The Association Agreement with Ukraine and one for a free trade area (Deep and Comprehensive Free Trade Area, DCFTA) for the European Union are “still on the table.” The Kiev government needs only to show the “political will” of wanting to “take action and make tangible progress with respect to the conditions imposed in December 2012” with regard to the country’s reforms and above all, granting permission to transfer Yulia Tymoshenko from prison to Germany to undergo any treatment (but the former Prime Minister’s name was not specified).
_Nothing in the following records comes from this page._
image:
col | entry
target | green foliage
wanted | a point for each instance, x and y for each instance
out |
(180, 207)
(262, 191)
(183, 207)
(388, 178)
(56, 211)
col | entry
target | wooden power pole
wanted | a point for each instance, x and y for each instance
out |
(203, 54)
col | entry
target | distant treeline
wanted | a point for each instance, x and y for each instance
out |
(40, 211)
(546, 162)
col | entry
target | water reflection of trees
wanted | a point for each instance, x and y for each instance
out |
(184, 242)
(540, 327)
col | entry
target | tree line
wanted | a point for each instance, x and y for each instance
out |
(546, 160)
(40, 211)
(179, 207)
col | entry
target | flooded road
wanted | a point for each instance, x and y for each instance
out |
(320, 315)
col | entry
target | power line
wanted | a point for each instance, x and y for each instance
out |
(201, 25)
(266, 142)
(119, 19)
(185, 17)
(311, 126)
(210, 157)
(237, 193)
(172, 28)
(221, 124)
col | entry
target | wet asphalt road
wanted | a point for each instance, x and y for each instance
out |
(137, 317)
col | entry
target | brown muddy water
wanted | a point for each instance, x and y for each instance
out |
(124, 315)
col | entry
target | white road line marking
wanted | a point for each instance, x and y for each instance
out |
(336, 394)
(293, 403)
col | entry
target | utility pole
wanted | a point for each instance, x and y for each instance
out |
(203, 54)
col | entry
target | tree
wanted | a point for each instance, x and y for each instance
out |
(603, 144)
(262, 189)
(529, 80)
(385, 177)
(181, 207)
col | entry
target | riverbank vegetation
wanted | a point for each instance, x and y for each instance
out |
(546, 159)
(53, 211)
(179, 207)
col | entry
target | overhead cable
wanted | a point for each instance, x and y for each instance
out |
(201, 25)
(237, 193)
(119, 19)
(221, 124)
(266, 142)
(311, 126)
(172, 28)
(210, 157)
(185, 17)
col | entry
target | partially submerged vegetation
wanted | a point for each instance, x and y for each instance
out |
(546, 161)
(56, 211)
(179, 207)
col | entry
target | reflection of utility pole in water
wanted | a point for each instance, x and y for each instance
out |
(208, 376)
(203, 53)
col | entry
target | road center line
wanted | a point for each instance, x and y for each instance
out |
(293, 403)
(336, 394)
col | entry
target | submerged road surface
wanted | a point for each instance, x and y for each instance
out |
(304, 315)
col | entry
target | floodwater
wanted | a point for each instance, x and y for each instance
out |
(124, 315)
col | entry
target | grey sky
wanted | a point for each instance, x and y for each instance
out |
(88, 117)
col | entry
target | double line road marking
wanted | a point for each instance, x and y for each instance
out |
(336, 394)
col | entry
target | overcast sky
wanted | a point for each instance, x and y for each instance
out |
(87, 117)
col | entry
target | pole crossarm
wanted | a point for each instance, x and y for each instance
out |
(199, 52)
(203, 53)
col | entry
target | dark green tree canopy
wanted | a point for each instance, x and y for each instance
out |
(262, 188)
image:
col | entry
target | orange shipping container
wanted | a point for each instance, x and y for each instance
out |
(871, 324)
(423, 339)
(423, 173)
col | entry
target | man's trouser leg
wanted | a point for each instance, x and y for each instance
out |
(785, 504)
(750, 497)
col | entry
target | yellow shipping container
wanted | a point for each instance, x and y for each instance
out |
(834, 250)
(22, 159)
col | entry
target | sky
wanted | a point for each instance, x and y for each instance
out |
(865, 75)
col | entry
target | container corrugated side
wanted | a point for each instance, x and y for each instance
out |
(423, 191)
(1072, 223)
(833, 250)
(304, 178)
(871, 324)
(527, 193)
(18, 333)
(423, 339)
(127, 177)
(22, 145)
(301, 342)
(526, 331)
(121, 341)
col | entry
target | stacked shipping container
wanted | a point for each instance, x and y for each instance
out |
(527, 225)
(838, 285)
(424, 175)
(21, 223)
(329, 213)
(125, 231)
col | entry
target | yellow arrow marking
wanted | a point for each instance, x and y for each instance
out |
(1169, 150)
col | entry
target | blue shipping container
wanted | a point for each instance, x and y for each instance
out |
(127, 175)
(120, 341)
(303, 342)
This is what the Presidents of the Commission and the European Council, José Manuel Barroso and Herman Van Rompuy asked in a joint statement, the day after the event in Kiev, where more than 100 thousand people took to the streets to ask their government to sign an agreement with Brussels, while President Viktor Yanukovych decided to terminate negotiations on November 21 to appease Russia.
“Despite being aware of the external pressure that Ukraine is experiencing – write the presidents, referring to Moscow – we believe the short-term considerations should not allow the long-term benefits this collaboration would bring to be overlooked.” “We strongly disapprove of the Russian position and their actions in this regard,” they added referring to President Vladimir Putin’s threats to strangle the Ukrainian economy in the event that the country tightened free trade agreements with Europe.
For Barroso and Van Rompuy “closer relations with the European Union should not be at the expense of relations between our eastern partners and their other neighbors, such as Russia,” but rather “the Eastern Partnership is designed as a win-win relationship in which we all stand to gain. ” For this reason the EU “continues to be ready to clarify to the Russian Federation the mutually beneficial impact of increased trade and trade with our neighbors, in full respect of the sovereignty and independence of our eastern partners.”
To do that Brussels is ready to kick off “bilateral negotiations” with Moscow. This is what Peter Stano, spokesman for the Enlargement Commissioner Štefan Füle, told the Ukrainian 1 +1 TV. “If Ukraine’s neighbors have any questions, we are ready to set them on a bilateral basis.”